Attribute-based Explanations of Non-Linear Embeddings of High-Dimensional Data

Embeddings of high-dimensional data are widely used to explore data, to verify analysis results, and to communicate information. Their explanation, in particular with respect to the input attributes, is often difficult. With linear projects like PCA the axes can still be annotated meaningfully. With non-linear projections this is no longer possible and alternative strategies such as attribute-based color coding are required. In this paper, we review existing augmentation techniques and discuss their limitations. We present the Non-Linear Embeddings Surveyor (NoLiES) that combines a novel augmentation strategy for projected data (rangesets) with interactive analysis in a small multiples setting. Rangesets use a set-based visualization approach for binned attribute values that enable the user to quickly observe structure and detect outliers. We detail the link between algebraic topology and rangesets and demonstrate the utility of NoLiES in case studies with various challenges (complex attribute value distribution, many attributes, many data points) and a real-world application to understand latent features of matrix completion in thermodynamics.

Visual Probing and Correction of Object Recognition Models with Interactive user feedback

With the advent of state-of-the-art machine learning and deep learning technologies, several industries are moving towards the field. Applications of such technologies are highly diverse ranging from natural language processing to computer vision. Object recognition is one such area in the computer vision domain. Although proven to perform with high accuracy, there are still areas where such models can be improved. This is in-fact highly important in real-world use cases like autonomous driving or cancer detection, that are highly sensitive and expect such technologies to have almost no uncertainties. In this paper, we attempt to visualise the uncertainties in object recognition models and propose a correction process via user feedback. We further demonstrate our approach on the data provided by the VAST 2020 Mini-Challenge 2.

Topological Machine Learning with Persistence Indicator Functions

Techniques from computational topology, in particular persistent homology, are becoming increasingly relevant for data analysis. Their stable metrics permit the use of many distance-based data analysis methods, such as multidimensional scaling, while providing a firm theoretical ground. Many modern machine learning algorithms, however, are based on kernels. This paper presents persistence indicator functions (PIFs), which summarize persistence diagrams, i.e., feature descriptors in topological data analysis. PIFs can be calculated and compared in linear time and have many beneficial properties, such as the availability of a kernel-based similarity measure. We demonstrate their usage in common data analysis scenarios, such as confidence set estimation and classification of complex structured data.
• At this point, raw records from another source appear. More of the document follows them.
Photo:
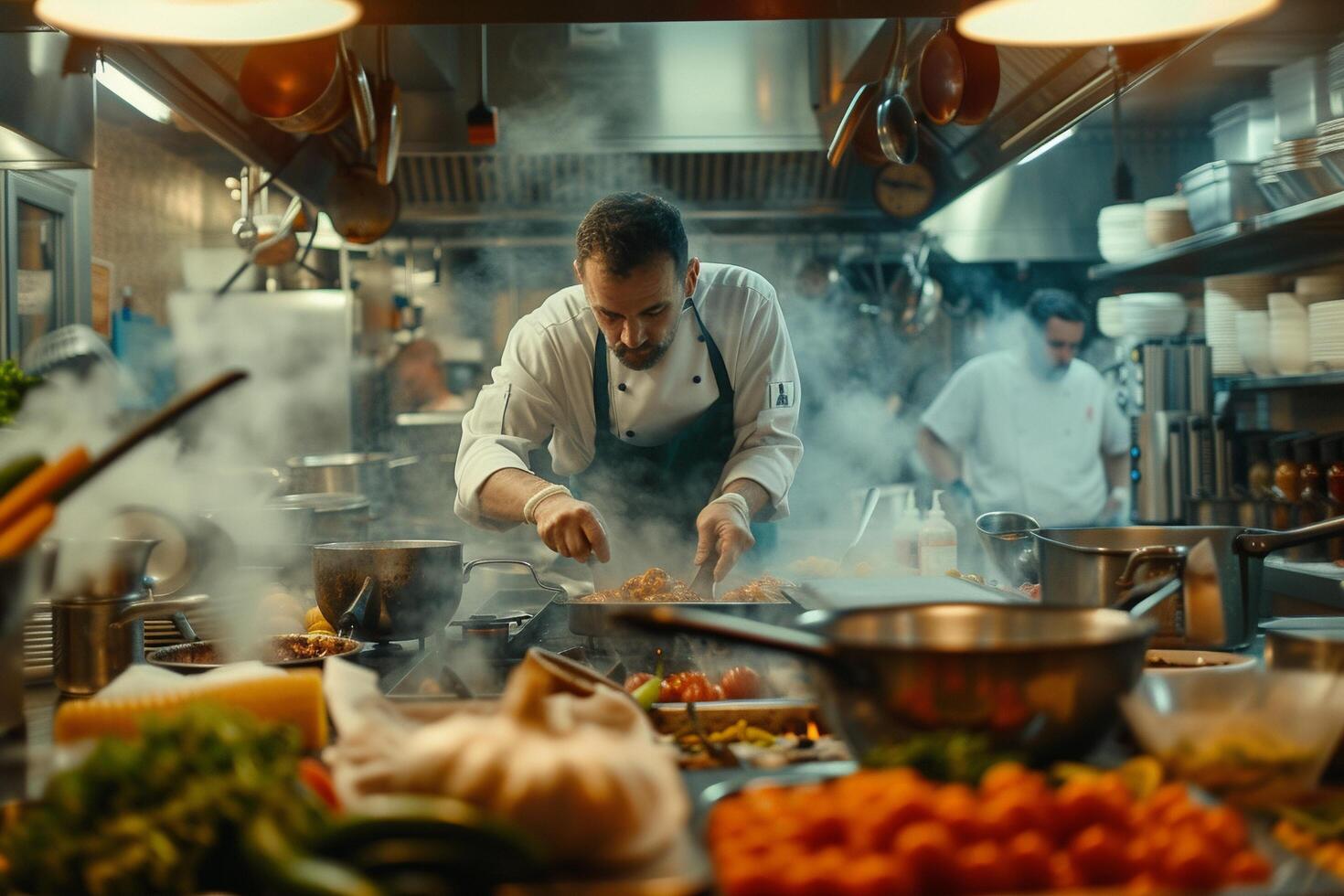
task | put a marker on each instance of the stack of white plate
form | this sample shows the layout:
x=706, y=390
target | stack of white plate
x=1318, y=288
x=1335, y=80
x=1223, y=297
x=1120, y=232
x=1167, y=219
x=1289, y=346
x=1152, y=315
x=1109, y=320
x=1253, y=341
x=1326, y=321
Persistent Intersection Homology for the Analysis of Discrete Data

Topological data analysis is becoming increasingly relevant to support the analysis of unstructured data sets. A common assumption in data analysis is that the data set is a sample---not necessarily a uniform one---of some high-dimensional manifold. In such cases, persistent homology can be successfully employed to extract features, remove noise, and compare data sets. The underlying problems in some application domains, however, turn out to represent multiple manifolds with different dimensions. Algebraic topology typically analyzes such problems using intersection homology, an extension of homology that is capable of handling configurations with singularities. In this paper, we describe how the persistent variant of intersection homology can be used to assist data analysis in visualization. We point out potential pitfalls in approximating data sets with singularities and give strategies for resolving them.